The EDGI Website Monitoring project currently ingests data from three sources:

  • Internet Archive Wayback Machine

  • Versionista (legacy)

Internet Archive

The Internet Archive Wayback Machine stores snapshots of HTML pages. The Internet Archive at large stores a broader range of archived content, but we are focused on the Wayback Machine.

The original response from the Internet Archive is a list of ‘mementos’ (or ‘versions’, as we call them). Each line contains information about a version. At times, a line may be a ‘TimeMap’, which is essentially a link to the next list of mementos.

source_metadata : Byte sequences containing information separated by semi-colons of each version stored in Internet Archive. We extract the useful information i.e. the date and uri from each memento.

Example:

b'<http://web.archive.org/web/19970711094601/http://www.nasa.gov:80/>; rel="memento"; datetime="Fri, 11 Jul 1997 09:46:01 GMT",'

Reference on Mementos & TimeMaps

Versionista

Versionista returns a JSON blob which contains the following fields:

  • account : The Versionista account we’re logging into to get the versions. We have two accounts - versionista1 & versionista2

  • siteName : The website of the file.

  • agency : The name of the Government agency which owns the website.

  • versionistaSiteUrl : A link to a website as it is stored on Versionista.

  • versionistaPageUrl : A link to a webpage as it is stored on Versionista.

  • pageUrl : The page’s true URL.

  • pageTitle : The title of the page as defined in the title tag.
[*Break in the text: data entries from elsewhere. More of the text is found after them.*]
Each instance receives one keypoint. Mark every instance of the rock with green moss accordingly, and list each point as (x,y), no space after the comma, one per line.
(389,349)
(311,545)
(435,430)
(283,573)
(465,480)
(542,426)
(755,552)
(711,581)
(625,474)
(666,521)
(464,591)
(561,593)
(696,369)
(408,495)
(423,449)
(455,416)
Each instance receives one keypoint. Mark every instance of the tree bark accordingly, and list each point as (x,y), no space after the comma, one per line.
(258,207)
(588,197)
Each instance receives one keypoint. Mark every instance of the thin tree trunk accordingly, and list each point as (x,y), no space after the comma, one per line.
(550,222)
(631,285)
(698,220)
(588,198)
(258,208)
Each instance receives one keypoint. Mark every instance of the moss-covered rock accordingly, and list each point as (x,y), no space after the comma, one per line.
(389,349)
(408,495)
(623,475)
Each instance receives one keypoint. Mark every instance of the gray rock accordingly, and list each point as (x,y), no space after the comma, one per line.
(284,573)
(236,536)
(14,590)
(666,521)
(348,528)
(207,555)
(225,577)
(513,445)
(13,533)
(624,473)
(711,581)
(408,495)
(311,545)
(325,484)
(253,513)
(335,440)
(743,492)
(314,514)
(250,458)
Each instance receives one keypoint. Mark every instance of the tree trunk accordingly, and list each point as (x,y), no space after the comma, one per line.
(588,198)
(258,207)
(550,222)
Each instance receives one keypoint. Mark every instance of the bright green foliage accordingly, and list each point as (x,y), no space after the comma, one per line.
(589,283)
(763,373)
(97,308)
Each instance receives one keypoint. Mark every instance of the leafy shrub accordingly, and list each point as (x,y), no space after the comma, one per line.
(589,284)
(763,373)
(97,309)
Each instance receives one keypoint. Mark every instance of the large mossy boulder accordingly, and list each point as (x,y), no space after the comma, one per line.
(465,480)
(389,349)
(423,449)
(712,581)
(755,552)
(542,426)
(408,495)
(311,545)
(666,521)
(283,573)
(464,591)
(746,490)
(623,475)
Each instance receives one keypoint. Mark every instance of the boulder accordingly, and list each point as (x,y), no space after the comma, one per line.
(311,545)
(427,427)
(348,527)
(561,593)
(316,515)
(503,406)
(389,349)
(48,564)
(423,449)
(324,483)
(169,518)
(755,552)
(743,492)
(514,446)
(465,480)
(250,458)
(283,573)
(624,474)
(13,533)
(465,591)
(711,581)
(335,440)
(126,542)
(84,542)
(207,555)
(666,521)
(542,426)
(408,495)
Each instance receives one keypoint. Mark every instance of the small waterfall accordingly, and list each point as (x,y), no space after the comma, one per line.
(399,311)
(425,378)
  • siteId : Id of the website in Versionista.

  • pageId : Id of a webpage in Versionista.

  • versionId : Id of a version in Versionista.

  • url : The full URL to view this version in Versionista. You’ll need to be logged into the appropriate Versionista account to make use of it.

  • date : The date and time when the version was captured.

  • hasContent : Indicates if Versionista has stored any content of the page or not. There is a limit on the size of the versions Versionista can store. True or False

  • diffWithPreviousUrl : URL to diff view in Versionista (comparing with previous version).

  • diffWithPreviousDate : The capture date of the first ever captured version of the page.

  • diffWithFirstUrl : URL to diff view in Versionista (comparing with first version).

  • diffWithFirstDate : The capture date of the current version of the page.

  • textDiff : A dictionary with the URL to the text diff view in Versionista and its SHA 256 hash and length.

  • diff: A dictionary with the URL to the entire diff view in Verisionista and its SHA 256 hash and length.

  • filePath : Path to the diff file which is stored in our archive.

  • hash : The diff file’s SHA 256 hash.

Recent Versionista output file

Aspect

Internet Archive

Versionista

Type

Byte Sequence

JSON

Version/file can be directly accessed

No

No

Elapsed time details

Not present

Not Present

Page meta tag data/ header

Not present

Not Present